E2 has toilet trained herself amazingly. She has not soiled her diaper in days. I'm left with a heap of diapers that I bought because I thought she needed them till she was 4. However, she toilet trained herself overnight with minimal intervention from me. All I did was have a chart with a reward system for each time they used the toilet or potty to do a dump but I expected them to still wet their diapers till they were much older but E2 has totally trained herself not to use diapers. Talk about unexpected surprises. E1 still wets her diapers but at least she doesn't soil her diapers like before so it is a lot less work to clean up and one of the parts of parenting I really dislike.

They now literally live for Universal Studios day. It also surprises me that instead of picking material items like bags, new clothes etc as her reward (on the potty chart), E2 prefers to pick experiences like indoor playground or going to USS. E1 on the other hand is determined to have pretty things like what her friends have like Frozen bags and nice shoes. The two of them couldn't be any more different!

But I digress. This post was supposed to be about me turning 37. I feel old and tired most days. Work keeps me going, when work is exciting that is. I feel like that I want the children to grow up quickly so I can pursue my career like I did when I was younger which is to put in many long hours, attend meetings and be fully committed instead of juggling between work and the children. I wake at 7 with them and change and feed them before we leave at 815-830. I drop them off then reach work at 915-930 then work through lunch and leave at 430 so I can pick them up at 515 before their school shuts at 530. After that I feed, bathe and do Kumon with them till 730. I usually then do more work in the night or do grocery shopping or just chill in bed with a book or surf net before sleeping at 11pm. That's a Slog's Life.
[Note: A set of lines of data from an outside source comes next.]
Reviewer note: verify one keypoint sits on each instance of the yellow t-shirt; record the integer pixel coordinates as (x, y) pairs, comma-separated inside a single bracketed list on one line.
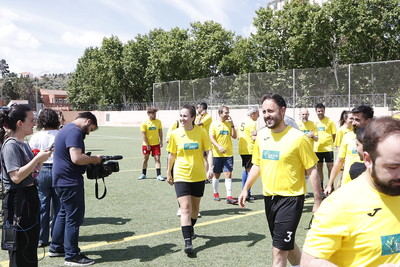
[(246, 141), (326, 128), (151, 128), (205, 119), (307, 127), (348, 152), (283, 158), (171, 129), (356, 226), (340, 134), (222, 132), (189, 147)]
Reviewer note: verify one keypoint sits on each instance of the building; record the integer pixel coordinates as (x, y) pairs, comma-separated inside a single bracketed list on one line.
[(55, 99), (278, 4)]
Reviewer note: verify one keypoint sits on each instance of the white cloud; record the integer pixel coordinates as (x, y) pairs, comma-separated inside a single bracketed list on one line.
[(201, 10), (82, 38)]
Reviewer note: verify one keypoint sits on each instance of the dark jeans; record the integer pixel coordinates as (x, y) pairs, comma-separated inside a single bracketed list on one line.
[(24, 203), (69, 219), (49, 203)]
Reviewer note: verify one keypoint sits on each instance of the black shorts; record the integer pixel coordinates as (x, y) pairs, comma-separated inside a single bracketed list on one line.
[(195, 189), (283, 216), (246, 161), (325, 156)]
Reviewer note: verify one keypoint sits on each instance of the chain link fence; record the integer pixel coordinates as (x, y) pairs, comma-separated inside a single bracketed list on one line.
[(372, 83)]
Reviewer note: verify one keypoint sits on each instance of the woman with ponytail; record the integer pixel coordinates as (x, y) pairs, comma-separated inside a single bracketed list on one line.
[(21, 202)]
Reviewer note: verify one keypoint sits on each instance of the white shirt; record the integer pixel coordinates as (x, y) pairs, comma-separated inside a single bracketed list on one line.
[(43, 140)]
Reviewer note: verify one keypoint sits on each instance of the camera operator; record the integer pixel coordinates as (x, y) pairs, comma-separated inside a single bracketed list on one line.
[(21, 202), (69, 164)]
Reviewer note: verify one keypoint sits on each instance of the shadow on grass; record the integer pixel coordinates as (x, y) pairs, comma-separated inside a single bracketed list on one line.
[(224, 212), (105, 220), (214, 241), (106, 237), (142, 253)]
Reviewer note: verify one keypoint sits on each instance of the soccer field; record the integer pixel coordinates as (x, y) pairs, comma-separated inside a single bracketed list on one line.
[(136, 223)]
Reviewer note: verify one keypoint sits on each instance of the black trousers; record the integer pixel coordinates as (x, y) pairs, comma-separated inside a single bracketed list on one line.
[(23, 204)]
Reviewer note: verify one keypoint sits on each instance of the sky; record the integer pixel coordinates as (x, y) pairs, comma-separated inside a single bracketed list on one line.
[(49, 36)]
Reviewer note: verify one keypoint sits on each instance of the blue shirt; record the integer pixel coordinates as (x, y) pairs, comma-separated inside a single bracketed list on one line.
[(65, 172)]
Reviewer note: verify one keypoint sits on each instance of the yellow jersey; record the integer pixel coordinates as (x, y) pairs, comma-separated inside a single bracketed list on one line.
[(356, 226), (222, 132), (205, 119), (348, 152), (340, 134), (307, 127), (283, 159), (326, 129), (151, 128), (246, 141), (189, 147)]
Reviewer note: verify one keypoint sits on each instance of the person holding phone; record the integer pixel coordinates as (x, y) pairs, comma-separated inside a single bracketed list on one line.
[(21, 202), (48, 123)]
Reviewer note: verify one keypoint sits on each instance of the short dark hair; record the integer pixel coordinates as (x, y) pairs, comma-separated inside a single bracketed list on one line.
[(88, 115), (367, 111), (203, 105), (48, 119), (221, 109), (278, 99), (378, 130)]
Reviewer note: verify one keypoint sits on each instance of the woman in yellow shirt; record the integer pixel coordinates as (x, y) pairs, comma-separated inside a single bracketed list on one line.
[(186, 147)]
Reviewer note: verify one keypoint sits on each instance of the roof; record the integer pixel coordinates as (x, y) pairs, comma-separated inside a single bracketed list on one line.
[(53, 92)]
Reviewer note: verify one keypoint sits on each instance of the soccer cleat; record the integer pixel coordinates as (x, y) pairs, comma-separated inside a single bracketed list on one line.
[(230, 200), (53, 254), (79, 260), (160, 178), (188, 246), (141, 177)]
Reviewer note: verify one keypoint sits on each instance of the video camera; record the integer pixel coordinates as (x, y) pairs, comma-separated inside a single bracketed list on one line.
[(104, 169)]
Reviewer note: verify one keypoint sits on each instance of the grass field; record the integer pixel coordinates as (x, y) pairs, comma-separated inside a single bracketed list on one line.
[(136, 223)]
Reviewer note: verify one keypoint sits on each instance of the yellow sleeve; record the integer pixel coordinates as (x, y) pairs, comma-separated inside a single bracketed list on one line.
[(307, 155), (328, 229), (143, 127), (171, 148), (256, 160), (206, 140)]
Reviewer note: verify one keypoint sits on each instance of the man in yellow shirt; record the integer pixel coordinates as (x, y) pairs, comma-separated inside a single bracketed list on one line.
[(203, 119), (348, 154), (221, 133), (282, 155), (247, 136), (324, 146), (151, 130), (307, 126), (358, 225)]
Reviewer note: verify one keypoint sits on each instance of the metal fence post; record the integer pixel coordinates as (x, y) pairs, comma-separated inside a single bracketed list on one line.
[(349, 75)]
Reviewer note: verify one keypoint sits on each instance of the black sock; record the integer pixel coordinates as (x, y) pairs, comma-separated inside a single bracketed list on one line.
[(187, 231)]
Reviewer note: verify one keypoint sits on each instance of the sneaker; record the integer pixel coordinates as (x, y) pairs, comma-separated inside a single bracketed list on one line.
[(232, 201), (188, 246), (141, 177), (56, 254), (160, 178), (79, 260)]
Those days of hedonistic pleasure, booking an air ticket and planning for the next trip...of sleeping till 9-10am in the mornings. Gone. I now understand why couples choose not to have children! But I could not NOT  have children. I really wanted kids (not twins), someone to love, snuggle and raise well to be a contributing successful member of society. My CEB didn't want kids so we compromised and we were handed E1 and E2 as a pair. I guess if I had E1 as my first child, I would be so totally done. If E2, I would have been too exhausted to have another but might still want another. So in a way, it's good how things are.

What do I want at age 37? Maybe stop driving My Precious. I mean she works fine and is in really decent shape but if I'm earning x amount a year, it would be nice to feel good walking to a car that I was proud of and getting in. Yet the horrendous mortgage prevents me from splurging so I'll drive My Precious to the end of 10 years which is coming up and probably beyond. I'll also like to keep my job and current life style until I turn 40 which is when they finally get registered for Pri 1.